Swedish school fires and Kaggle open data
For quite a while now, I have been rather mystified and intrigued by the fact that Sweden has one of the highest rates of school fires due to arson. According to the Division of Fire Safety Engineering at Lund University, “Almost every day between one and two school fires occur in Sweden. In most cases arson is the cause of the fire.” This is a lot for a small country with less than 10 million inhabitants, and the associated costs can be up to a billion SEK (around 120 million USD) per year.
It would be hard to find a suitable dataset to address the question why arson school fires are so frequent in Sweden compared to other countries in a data-driven way – but perhaps it would be possible to stay within a Swedish context and find out which properties and indicators of Swedish towns (municipalities, to be exact) might be related to a high frequency of school fires?

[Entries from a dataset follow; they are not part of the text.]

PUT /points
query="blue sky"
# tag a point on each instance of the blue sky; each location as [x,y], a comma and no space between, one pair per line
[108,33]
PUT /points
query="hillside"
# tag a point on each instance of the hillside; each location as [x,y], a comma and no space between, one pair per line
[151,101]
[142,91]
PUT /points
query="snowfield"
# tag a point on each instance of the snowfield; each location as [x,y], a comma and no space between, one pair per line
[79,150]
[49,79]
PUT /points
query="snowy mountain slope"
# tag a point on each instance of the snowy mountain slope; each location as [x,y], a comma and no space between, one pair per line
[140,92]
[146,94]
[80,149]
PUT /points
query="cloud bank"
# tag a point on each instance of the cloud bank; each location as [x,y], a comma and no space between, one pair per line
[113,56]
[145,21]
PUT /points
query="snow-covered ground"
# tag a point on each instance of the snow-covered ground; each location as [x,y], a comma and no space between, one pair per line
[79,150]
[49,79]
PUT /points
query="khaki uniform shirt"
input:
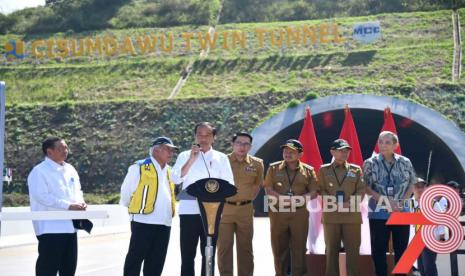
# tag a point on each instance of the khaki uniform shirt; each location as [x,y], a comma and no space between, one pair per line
[278,179]
[248,176]
[346,178]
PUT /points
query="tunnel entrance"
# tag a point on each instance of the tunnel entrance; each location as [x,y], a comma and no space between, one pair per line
[421,131]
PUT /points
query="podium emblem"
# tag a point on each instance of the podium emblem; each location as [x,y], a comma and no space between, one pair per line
[212,186]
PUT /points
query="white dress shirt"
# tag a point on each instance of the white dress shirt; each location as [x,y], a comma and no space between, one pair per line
[53,187]
[162,212]
[214,164]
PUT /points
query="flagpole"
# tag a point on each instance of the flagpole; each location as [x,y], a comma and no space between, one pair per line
[429,165]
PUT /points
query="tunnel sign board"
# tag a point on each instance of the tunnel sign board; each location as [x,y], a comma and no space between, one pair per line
[367,32]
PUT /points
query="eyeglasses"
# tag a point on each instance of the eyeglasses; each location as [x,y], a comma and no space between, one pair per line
[242,144]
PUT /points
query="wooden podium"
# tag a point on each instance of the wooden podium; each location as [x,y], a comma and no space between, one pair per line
[316,264]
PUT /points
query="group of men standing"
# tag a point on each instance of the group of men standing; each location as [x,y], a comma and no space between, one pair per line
[148,191]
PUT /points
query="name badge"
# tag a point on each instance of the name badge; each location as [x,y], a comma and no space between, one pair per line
[350,174]
[250,169]
[390,191]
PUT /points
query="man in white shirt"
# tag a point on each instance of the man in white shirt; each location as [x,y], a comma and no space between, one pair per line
[201,161]
[54,185]
[148,192]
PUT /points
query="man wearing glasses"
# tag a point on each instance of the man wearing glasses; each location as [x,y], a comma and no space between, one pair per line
[148,192]
[238,211]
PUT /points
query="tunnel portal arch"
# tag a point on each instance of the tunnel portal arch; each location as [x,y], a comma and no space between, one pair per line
[420,130]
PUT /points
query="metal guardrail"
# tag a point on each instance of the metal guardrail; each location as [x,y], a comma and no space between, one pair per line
[454,265]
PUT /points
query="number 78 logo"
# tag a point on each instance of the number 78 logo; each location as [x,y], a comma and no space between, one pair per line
[429,219]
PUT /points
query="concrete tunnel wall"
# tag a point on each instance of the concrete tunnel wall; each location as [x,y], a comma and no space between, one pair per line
[420,130]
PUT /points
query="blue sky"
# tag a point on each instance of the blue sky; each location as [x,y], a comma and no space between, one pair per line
[9,6]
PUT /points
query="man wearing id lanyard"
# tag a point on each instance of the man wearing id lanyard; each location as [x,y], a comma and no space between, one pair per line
[237,218]
[343,181]
[389,178]
[289,183]
[201,161]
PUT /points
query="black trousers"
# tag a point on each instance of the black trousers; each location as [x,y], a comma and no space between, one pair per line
[57,253]
[427,263]
[380,233]
[148,244]
[191,232]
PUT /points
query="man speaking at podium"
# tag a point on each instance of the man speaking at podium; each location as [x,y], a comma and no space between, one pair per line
[201,161]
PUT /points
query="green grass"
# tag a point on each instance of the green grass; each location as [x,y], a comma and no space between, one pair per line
[415,48]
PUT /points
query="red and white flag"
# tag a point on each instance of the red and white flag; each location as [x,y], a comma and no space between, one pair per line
[311,156]
[349,133]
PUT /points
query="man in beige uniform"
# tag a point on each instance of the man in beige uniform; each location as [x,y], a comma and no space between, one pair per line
[289,183]
[238,211]
[341,181]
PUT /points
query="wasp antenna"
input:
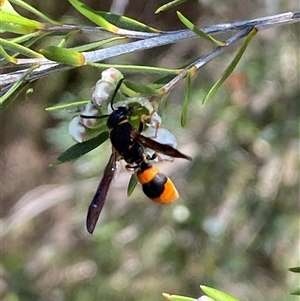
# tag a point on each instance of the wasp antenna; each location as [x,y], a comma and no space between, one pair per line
[115,92]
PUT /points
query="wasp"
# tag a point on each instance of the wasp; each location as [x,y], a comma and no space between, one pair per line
[130,145]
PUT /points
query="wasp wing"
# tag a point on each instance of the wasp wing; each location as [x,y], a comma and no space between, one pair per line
[159,147]
[98,200]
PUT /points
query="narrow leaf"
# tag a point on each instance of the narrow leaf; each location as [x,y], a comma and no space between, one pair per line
[19,49]
[35,11]
[187,98]
[67,105]
[295,269]
[7,57]
[198,31]
[295,291]
[93,16]
[126,23]
[140,88]
[96,45]
[231,67]
[19,21]
[177,297]
[81,149]
[138,68]
[169,5]
[63,55]
[132,184]
[216,294]
[15,89]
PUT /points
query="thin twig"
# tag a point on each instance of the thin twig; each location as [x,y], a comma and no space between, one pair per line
[146,41]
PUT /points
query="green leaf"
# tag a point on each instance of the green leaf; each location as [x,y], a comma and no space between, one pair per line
[132,184]
[96,45]
[295,291]
[127,23]
[16,89]
[63,55]
[231,67]
[81,149]
[64,106]
[169,5]
[19,49]
[10,21]
[198,31]
[177,297]
[138,68]
[7,57]
[187,98]
[93,16]
[216,294]
[295,269]
[34,11]
[139,88]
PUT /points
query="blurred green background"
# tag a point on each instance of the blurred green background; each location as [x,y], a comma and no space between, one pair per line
[236,225]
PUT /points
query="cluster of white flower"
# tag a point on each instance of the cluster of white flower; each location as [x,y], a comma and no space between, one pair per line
[82,128]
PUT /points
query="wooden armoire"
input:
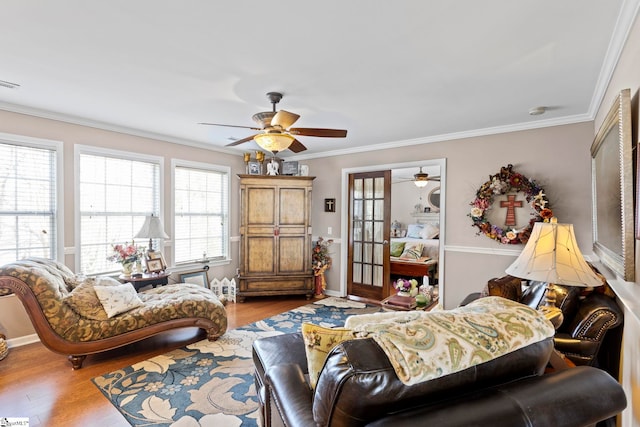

To answer this question, I collected data on school fire cases in Sweden between 1998 and 2014 through a web site with official statistics from the Swedish Civil Contingencies Agency. As there was no API to allow easy programmatic access to schools fire data, I collected them by a quasi-manual process, downloading XLSX report generated from the database year by year, after which I joined these with an R script into a single table of school fire cases where the suspected reason was arson. (see Github link below for full details!)
To complement these data, I used a list of municipal KPI:s (key performance indicators) from 2014, that Johan Dahlberg put together for our contribution in Hack for Sweden earlier this year. These KPIs were extracted from Kolada (a database of Swedish municipality and county council statistics) by repeatedly querying its API.
There is a Github repo containing all the data and detailed information on how it was extracted.
The open Kaggle dataset lives at https://www.kaggle.com/mikaelhuss/swedish-school-fires. So far, the process of uploading and describing the data has been smooth. I’ve learned that each Kaggle dataset has an associated discussion forum, and (potentially) a bunch of “kernels”, which are analysis scripts or notebooks in Python, R or Julia. I hope that other people will contribute script and analyses based on these data. Please do if you find this dataset intriguing!